C'est mardi que le président a accordé sa grâce, et c'est le même jour que Zdenek Ruzicka a retrouvé la liberté. Pour la première fois, le président donne des motifs à un cas de grâce: le criminel aurait agi de la main droite, or, Ruzicka est gaucher. La chancellerie de la présidence parle officiellement d' "erreur judiciaire grave". Si le président n'avait pas motivé sa décision, personne, sans doute, n'y trouverait à redire. Mais en présence d'une explication qui est un désaveu des magistrats, le ministère de la Justice s'est cru en devoir d'agir: Son porte-parole dit que le ministère ne soutient pas cette grâce. C'est donc le conflit ouvert.
Et il y a de quoi. Car on lit dans les motifs de la grâce présidentielle ce qui suit: "Lors de la préparation du procès, des entorses aux règles fondamentales de procédure pénale ont été commises par tous les organes intervenant dans l'instance. Une série de décisions a été annulée en appel, et le jugement n'a été finalement validé que formellement. Un recours constitutionnel a été jugé recevable, et même la Cour constitutionnelle n'a laissé passer la cause que formellement aussi."
Pour le tribunal, le motif du double meurtre était de s'emparer d'une Fiat Uno appartenant à un couple de retraités. Quelques jours après, le complice, un certain Jiri Hladovec, se faisait arrêter au volant de cette voiture et a dévoilé le nom de son complice et les circonstances du meurtre. Il s'en est tiré avec une peine moins lourde. Il convient cependant de préciser que la chancellerie présidentielle mentionne, qu'à la reconstitution du meurtre, justement, il s'est avéré que Hladovec n'aurait jamais mis ses pieds dans des lieux qu'il prétendait pourtant être ceux du forfait.

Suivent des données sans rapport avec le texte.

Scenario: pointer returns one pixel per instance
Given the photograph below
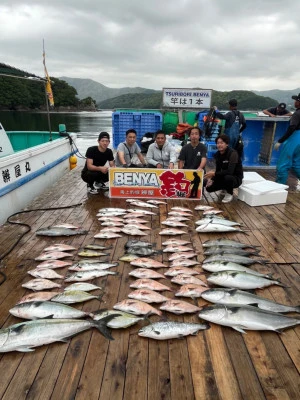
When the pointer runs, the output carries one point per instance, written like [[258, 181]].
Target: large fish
[[229, 266], [243, 318], [46, 273], [165, 330], [191, 290], [136, 307], [240, 297], [174, 271], [176, 249], [183, 279], [208, 228], [53, 264], [146, 273], [51, 231], [148, 283], [122, 319], [227, 242], [83, 286], [233, 258], [27, 335], [240, 280], [37, 296], [74, 296], [40, 284], [179, 307], [172, 232], [147, 295], [46, 309], [83, 276], [147, 263], [133, 231], [60, 247]]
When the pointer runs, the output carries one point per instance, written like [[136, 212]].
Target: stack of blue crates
[[210, 144], [142, 122]]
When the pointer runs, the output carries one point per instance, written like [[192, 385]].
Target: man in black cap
[[235, 122], [279, 111], [289, 157], [95, 171]]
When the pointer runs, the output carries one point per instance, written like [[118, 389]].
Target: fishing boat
[[30, 162]]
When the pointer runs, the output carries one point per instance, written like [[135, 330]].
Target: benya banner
[[156, 183]]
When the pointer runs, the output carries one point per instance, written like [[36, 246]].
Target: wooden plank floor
[[219, 363]]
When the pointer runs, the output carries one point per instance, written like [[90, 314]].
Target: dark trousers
[[227, 182], [93, 176]]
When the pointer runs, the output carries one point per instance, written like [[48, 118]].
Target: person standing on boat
[[235, 122], [161, 154], [95, 171], [193, 154], [126, 151], [229, 170], [289, 157], [279, 111]]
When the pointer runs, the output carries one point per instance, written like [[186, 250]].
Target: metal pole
[[48, 114]]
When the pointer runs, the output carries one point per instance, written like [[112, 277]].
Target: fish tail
[[101, 325]]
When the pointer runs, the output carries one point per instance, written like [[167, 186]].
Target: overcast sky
[[213, 44]]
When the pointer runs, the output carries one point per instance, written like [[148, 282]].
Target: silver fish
[[146, 273], [83, 286], [229, 266], [232, 258], [51, 231], [121, 319], [74, 296], [171, 232], [240, 297], [46, 309], [46, 273], [240, 280], [227, 242], [209, 227], [165, 330], [243, 318], [40, 284], [88, 275], [27, 335]]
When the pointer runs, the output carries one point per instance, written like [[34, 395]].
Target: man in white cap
[[279, 111], [289, 157]]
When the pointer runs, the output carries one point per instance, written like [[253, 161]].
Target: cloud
[[217, 44]]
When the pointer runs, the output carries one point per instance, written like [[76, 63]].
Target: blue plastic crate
[[142, 122]]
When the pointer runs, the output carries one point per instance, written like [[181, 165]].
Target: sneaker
[[101, 185], [228, 198], [92, 190]]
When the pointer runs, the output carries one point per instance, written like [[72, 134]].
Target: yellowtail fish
[[147, 283], [60, 247], [179, 307], [136, 307]]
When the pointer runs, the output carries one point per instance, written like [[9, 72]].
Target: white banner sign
[[187, 98]]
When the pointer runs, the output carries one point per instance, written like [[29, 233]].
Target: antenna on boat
[[48, 92]]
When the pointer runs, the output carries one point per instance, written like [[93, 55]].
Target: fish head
[[213, 313]]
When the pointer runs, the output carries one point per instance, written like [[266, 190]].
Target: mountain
[[247, 100], [89, 88], [280, 95]]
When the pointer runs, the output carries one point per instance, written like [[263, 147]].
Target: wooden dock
[[219, 363]]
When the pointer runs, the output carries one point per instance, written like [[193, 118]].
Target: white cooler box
[[263, 193]]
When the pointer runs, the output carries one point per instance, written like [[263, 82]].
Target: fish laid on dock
[[27, 335], [243, 318], [165, 330]]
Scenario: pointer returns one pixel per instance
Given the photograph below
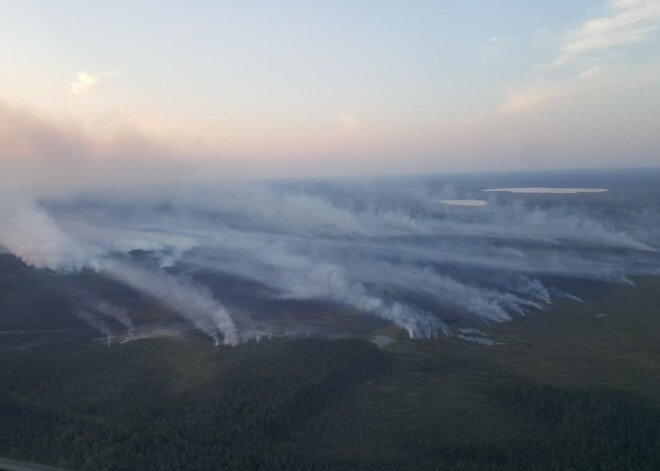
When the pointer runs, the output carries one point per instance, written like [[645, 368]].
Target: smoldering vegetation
[[222, 256]]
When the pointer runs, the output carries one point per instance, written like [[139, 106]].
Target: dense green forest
[[570, 389]]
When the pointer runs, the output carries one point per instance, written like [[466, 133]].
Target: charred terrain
[[336, 325]]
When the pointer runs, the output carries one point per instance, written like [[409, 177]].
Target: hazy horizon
[[128, 92]]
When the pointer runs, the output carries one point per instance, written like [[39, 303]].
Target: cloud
[[534, 97], [349, 118], [84, 81], [628, 22], [497, 51]]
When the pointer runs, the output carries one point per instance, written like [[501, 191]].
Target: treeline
[[306, 405]]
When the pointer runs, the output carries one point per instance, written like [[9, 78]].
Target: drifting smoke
[[118, 314], [96, 322], [197, 305], [381, 249]]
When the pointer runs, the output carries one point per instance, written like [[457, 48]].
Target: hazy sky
[[337, 87]]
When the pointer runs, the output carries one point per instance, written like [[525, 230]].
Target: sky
[[128, 89]]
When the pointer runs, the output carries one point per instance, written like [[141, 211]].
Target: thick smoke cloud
[[383, 248]]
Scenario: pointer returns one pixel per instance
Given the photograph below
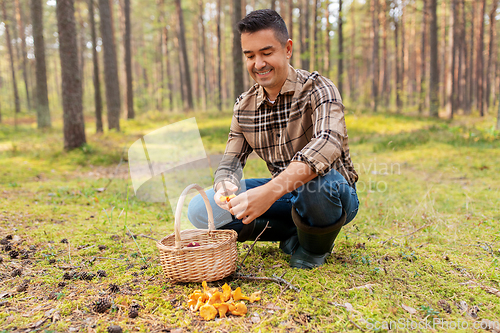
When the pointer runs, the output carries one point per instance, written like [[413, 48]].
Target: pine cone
[[113, 288], [16, 272], [23, 286], [133, 311], [13, 254], [114, 329], [102, 305]]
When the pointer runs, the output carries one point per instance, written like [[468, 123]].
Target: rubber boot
[[277, 230], [316, 243]]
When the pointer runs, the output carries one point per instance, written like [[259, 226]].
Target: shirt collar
[[288, 86]]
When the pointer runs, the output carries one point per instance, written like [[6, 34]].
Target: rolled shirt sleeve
[[235, 156], [329, 131]]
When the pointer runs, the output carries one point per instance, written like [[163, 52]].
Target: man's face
[[266, 59]]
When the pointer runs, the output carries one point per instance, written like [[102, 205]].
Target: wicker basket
[[213, 260]]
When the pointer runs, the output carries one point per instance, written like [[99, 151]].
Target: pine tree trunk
[[185, 60], [74, 127], [111, 82], [450, 83], [491, 53], [204, 81], [128, 63], [42, 96], [219, 58], [434, 81], [480, 58], [421, 100], [11, 55], [97, 81], [305, 53], [375, 58], [20, 23], [340, 82], [237, 52]]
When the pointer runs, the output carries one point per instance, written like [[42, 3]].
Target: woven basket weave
[[213, 260]]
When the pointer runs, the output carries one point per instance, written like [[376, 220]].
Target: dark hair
[[264, 19]]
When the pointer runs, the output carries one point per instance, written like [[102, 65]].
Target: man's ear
[[289, 48]]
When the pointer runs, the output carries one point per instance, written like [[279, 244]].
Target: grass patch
[[422, 250]]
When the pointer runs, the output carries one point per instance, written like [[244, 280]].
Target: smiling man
[[294, 121]]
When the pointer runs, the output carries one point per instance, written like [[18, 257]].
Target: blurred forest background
[[103, 61]]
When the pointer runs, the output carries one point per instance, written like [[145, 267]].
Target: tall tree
[[450, 82], [340, 80], [423, 44], [74, 127], [491, 53], [237, 52], [375, 57], [11, 55], [20, 24], [128, 62], [185, 59], [111, 83], [97, 81], [434, 81], [479, 58]]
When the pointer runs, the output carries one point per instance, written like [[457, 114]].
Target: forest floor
[[422, 254]]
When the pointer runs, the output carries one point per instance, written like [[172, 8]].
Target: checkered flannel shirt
[[305, 123]]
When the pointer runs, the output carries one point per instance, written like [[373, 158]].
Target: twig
[[275, 278], [255, 241], [146, 236], [357, 326]]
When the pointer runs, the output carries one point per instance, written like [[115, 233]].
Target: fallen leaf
[[409, 309]]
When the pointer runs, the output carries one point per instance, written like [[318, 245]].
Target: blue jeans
[[319, 202]]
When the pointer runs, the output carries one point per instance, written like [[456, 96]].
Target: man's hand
[[223, 190], [251, 204]]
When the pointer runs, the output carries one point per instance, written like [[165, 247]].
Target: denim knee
[[197, 213]]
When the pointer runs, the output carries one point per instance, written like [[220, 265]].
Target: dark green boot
[[278, 230], [316, 243]]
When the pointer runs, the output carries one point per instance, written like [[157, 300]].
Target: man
[[294, 121]]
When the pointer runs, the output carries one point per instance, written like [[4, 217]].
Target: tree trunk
[[74, 127], [434, 81], [128, 63], [422, 94], [185, 60], [305, 53], [42, 96], [375, 58], [110, 67], [237, 52], [97, 81], [491, 53], [219, 58], [450, 83], [204, 81], [383, 75], [340, 79], [11, 55], [397, 63], [479, 58], [20, 23]]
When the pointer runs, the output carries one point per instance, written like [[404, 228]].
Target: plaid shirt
[[305, 123]]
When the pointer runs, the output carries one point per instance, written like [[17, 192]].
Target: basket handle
[[178, 211]]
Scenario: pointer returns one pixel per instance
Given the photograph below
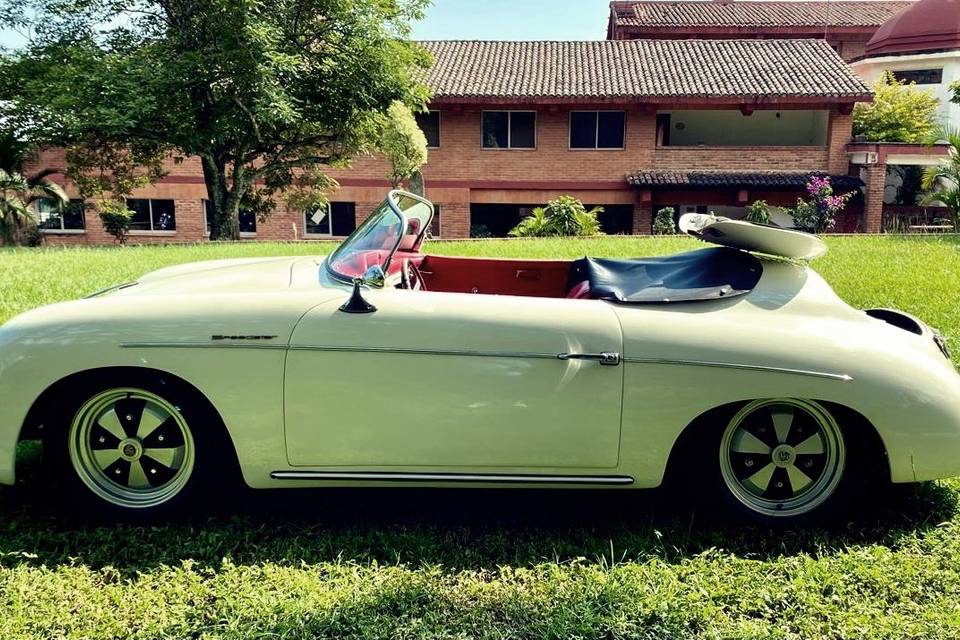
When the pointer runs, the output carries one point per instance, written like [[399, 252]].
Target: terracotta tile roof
[[633, 69], [758, 13], [737, 180]]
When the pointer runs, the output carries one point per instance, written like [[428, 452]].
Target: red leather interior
[[536, 278], [580, 290]]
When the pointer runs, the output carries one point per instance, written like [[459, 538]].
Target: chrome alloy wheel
[[782, 456], [131, 448]]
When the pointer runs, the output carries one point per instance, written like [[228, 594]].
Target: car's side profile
[[746, 379]]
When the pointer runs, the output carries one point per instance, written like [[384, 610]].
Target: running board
[[450, 477]]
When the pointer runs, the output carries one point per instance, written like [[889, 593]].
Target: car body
[[485, 375]]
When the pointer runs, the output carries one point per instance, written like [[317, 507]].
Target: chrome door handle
[[609, 358]]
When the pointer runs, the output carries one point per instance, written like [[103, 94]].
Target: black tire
[[725, 492], [72, 468]]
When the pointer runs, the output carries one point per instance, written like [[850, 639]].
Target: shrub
[[758, 212], [819, 213], [565, 216], [898, 113], [663, 222], [116, 218]]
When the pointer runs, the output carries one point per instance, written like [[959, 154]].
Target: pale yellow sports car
[[742, 377]]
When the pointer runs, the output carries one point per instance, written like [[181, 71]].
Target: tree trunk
[[223, 203]]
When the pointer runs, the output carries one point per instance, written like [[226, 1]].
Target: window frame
[[939, 70], [329, 205], [151, 231], [206, 223], [510, 112], [596, 131], [439, 127], [63, 230]]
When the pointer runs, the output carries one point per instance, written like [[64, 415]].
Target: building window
[[152, 215], [50, 217], [429, 123], [332, 219], [919, 76], [435, 227], [597, 129], [509, 129], [248, 220]]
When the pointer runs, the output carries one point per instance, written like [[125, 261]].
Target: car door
[[455, 381]]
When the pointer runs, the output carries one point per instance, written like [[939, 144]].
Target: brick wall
[[461, 172]]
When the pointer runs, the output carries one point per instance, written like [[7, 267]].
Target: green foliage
[[664, 223], [758, 212], [941, 183], [403, 143], [818, 214], [268, 94], [565, 216], [115, 217], [898, 113], [503, 565], [480, 231]]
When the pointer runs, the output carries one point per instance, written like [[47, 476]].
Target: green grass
[[417, 564]]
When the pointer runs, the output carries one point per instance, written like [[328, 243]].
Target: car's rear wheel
[[137, 446], [782, 457], [131, 448]]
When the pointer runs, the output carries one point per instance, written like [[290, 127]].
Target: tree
[[941, 183], [267, 94], [758, 212], [18, 192], [898, 113], [565, 216], [403, 143], [663, 222]]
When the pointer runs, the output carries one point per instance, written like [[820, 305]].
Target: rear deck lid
[[739, 234]]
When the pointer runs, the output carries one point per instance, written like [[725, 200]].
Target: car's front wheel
[[142, 448]]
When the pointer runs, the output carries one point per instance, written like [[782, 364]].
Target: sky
[[495, 20], [514, 20]]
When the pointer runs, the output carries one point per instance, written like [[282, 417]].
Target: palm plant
[[941, 183], [18, 192]]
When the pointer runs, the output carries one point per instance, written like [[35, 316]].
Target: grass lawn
[[416, 564]]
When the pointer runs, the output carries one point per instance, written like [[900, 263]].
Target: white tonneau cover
[[739, 234]]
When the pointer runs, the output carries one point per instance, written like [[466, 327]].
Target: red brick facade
[[461, 174]]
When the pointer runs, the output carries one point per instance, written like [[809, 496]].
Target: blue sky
[[496, 20], [514, 20]]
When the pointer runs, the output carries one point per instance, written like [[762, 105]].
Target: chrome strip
[[200, 345], [449, 477], [842, 377], [425, 352]]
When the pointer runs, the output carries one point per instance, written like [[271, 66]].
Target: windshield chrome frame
[[391, 202]]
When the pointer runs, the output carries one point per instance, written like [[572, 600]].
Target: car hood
[[244, 275]]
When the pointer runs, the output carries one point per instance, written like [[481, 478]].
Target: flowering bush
[[819, 213]]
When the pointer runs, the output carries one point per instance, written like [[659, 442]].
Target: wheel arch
[[45, 406], [852, 423]]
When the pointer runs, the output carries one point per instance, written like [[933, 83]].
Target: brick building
[[629, 125], [847, 25]]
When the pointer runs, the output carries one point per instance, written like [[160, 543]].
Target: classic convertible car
[[743, 378]]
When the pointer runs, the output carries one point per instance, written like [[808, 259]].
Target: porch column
[[643, 213], [874, 177]]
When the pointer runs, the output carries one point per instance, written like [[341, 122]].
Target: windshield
[[398, 223]]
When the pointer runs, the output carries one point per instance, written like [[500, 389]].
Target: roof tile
[[636, 69]]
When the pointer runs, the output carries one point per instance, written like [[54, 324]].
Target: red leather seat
[[580, 290]]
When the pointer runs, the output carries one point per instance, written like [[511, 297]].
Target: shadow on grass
[[464, 529]]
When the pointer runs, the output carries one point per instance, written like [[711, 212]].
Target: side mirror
[[372, 277]]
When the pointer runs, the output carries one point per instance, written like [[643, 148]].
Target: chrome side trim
[[425, 352], [842, 377], [376, 476], [200, 345]]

N'importe comment, cette question ravive le lancinant problème des pouvoirs présidentiels en matière de grâce. Treize personnes ont été en même temps graciées, des femmes et des hommes incarcérés pour abus de confiance, escroqueries, infractions bancaires, coups et blessures et mêmes meurtres. Le cas en particulier d'une Rom de 33 ans, Helena Lakatosova, subit un traitement particulier par la presse et fait déjà parler de lui. L'intéressée est condamnée, dans une affaire d'escroquerie portant sur plusieurs millions de couronnes, à cinq ans de réclusion, avec, pour des raisons de santé, suspension de la peine qui ne sera donc jamais plus appliquée, lit-on en substance dans une information de la CTK. Dans un sondage en date de septembre 1999, les partisans de la limitation du pouvoir de grâce présidentiel étaient 67% tandis que ceux favorables à son maintien n'étaient que 33%.